A lot of things happened at once, the sample platform Material Bank was just hitting critical mass when COVID relegated the entire design world to the home office. A common library chock full of sample binders, organized by division, became a thing of the past. The digital library was now a godsend and you could only hope your firm was far enough along to have created a functional online library. Many firms were successful but I know others struggled. 

The major outcome of this was the industry transition from a sample set to a single sample.

If I need PaperStone Slate? That is what you send me.

Durat 012 Confetti solid surface? You got it. No binder, just the sample.

Why?

Personal space.

 

I suddenly have three part time school age roommates who don’t respect a “sample library” of organized binders, etc. I don’t have a big office in the city where Sample Sandy organizes everything by Division and cleans house on a daily basis. I have three home schooled animals with backpacks full of manipulatives and rulers and erasers that are crowding out my cork and acoustics samples. Plus, we all just decluttered our spaces, no one wants to bring useless stuff back in.

Designers working from home want what they want and nothing more.

Save your full set budget and get on a single sample platform like Material Bank, Source or Swatchbox.
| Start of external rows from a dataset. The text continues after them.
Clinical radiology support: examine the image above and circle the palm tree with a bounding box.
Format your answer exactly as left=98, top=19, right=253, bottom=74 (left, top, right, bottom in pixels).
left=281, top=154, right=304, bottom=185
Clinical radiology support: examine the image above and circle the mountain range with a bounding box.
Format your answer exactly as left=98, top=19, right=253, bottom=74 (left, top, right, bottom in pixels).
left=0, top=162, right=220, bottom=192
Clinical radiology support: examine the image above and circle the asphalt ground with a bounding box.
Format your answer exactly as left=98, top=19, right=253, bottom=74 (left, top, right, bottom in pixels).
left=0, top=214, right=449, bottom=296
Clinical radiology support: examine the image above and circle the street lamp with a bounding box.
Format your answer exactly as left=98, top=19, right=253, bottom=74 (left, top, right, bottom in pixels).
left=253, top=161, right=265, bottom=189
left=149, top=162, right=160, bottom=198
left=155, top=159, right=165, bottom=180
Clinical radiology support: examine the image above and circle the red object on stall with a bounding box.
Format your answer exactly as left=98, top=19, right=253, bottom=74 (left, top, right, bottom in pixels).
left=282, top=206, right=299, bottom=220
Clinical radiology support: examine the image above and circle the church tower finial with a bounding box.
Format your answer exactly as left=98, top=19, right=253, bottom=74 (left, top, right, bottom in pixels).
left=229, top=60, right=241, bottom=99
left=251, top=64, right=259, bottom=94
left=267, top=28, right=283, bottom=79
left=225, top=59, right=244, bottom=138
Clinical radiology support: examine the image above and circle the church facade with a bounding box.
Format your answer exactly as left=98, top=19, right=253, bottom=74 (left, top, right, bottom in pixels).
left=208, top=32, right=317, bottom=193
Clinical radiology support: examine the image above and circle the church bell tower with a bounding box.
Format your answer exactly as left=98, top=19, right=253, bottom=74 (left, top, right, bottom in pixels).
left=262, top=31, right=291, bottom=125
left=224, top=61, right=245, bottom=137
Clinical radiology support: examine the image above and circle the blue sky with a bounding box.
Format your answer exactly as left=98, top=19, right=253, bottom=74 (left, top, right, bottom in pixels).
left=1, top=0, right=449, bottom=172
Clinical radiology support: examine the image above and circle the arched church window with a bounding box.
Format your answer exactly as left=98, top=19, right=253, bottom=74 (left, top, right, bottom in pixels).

Instead of spending $50-80 to send a full set of samples, you can spend less than $30 for a project specific opportunity.

Outside of these platforms, your sales team needs to stop upselling the client to a full set. If Jumpsuit Gina wants greens, you don’t send her a $65 binder. You send her a $9 package with greens in it.

This is a major mental shift. Before 2020, the Lunch and Learn was the entree into a firm, the value added way to show designers that you cared about them. The days of impressing them with vegan entrees and skipping the utensils are gone. So are the days of oversampling the customer.

Let’s break down the benefits of smarter sampling:

  • Less waste
  • Customer gets only what they want
  • Lower freight costs 
  • Material Bank, Swatchbox, Source, & Mortarr have shifted the expectations
  • Your cost goes way down in terms of packaging resources
  • Sample sendouts are indicative of projects, not just prospects

 

So let’s stop oversampling. Design teams are over sampling.